Converting DJVU to PDF
Solution 1
Method 1
Simply use DJView and export as PDF
- Goto Synaptic Package Manager
- Install DJview4
- Run DJview (Applications - Graphics - DJView4)
- Open your .djvu document
- : Menu - Export As: PDF
Method 2
Open the djvu file in evince
Select print ----> print to file
change .ps to .pdf and click print
Method 3
- Goto Synaptic Package Manager
-
Install
djvulibre-bin libdjvulibre21 okular-extra-backends evince libevdocument3 libevview3
-
Goto terminal and write
sudo apt-get install libtiff-tools
Goto the directory where the djvu file is present. Click the right mouse button. Goto “Open In Terminal” option. Click on it. A terminal will open.
-
In that terminal write
ddjvu -format=tiff file_name.djvu file_name.tiff tiff2pdf -j -o file_name.pdf file_name.tiff
Method 4
There is also an online converter DjVu to PDF converter
Solution 2
Here is one way, which would require some not so common tools:
We can use djvu2hocr
command (from ocrodjvu
package) to extract hidden text layer from DjVu file (it doesn't do any OCR or similar, it just extracts text layer with geometry), i.e.:
djvu2hocr -p 10 sample.djvu | sed 's/ocrx/ocr/g' > pg10.html
sed
intervention corrects class names in output hOCR (which is just simple HTML file)
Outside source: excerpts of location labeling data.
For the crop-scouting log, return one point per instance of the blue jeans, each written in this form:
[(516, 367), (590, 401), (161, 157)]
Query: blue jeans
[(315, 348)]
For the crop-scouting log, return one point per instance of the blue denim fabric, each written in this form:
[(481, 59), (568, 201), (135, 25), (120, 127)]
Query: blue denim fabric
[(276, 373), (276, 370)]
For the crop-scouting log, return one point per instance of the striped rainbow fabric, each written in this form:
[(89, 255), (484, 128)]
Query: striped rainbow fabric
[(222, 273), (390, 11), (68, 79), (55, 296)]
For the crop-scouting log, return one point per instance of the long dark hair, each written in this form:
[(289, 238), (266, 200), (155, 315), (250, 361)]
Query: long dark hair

Now we extract DjVu page to TIFF format with:
ddjvu -format=tiff -page=10 sample.djvu pg10.tif
so that we end with these file in out work folder:
sample.djvu
pg10.html
pg10.tif
This is where pdfbeads
comes in play, and we simple execute:
pdfbeads -o pg10.pdf
then this nifty program takes care of everything that's inside this folder (HTML and TIFF files with same base name) and produces output PDF file with some by-products:
sample.djvu
pg10.html
pg10.tif
pg10.jbig2
pg10.pdf
pg10.sym
which is identical to input DjVu file and has text layer inside:
Comments summary:
Lengthy comments below discuss representing smaller images from DjVu document page as separate objects, which is not easily possible because DjVu document page is itself just a single image with optional text layer, with no "information" about smaller images as separate objects. If DjVu document has color images, then they'll be usually placed on background layer; in this case user can take advantage of tools like ddjvu
(extract only background layer) and imagemagick
(auto-crop) to output just images instead whole canvas, but it can't be automated for creating PDF output
Another saner, but slower approach is use of regular OCR GUI tools. gscan2pdf
(> 1.0) is suggested as possible candidate for Linux PC
Solution 3
There is djvu2pdf but it relies on ghostscript so it might be another printing option. I still suggest you give it a look, just in case it's more clever than I'm giving it credit.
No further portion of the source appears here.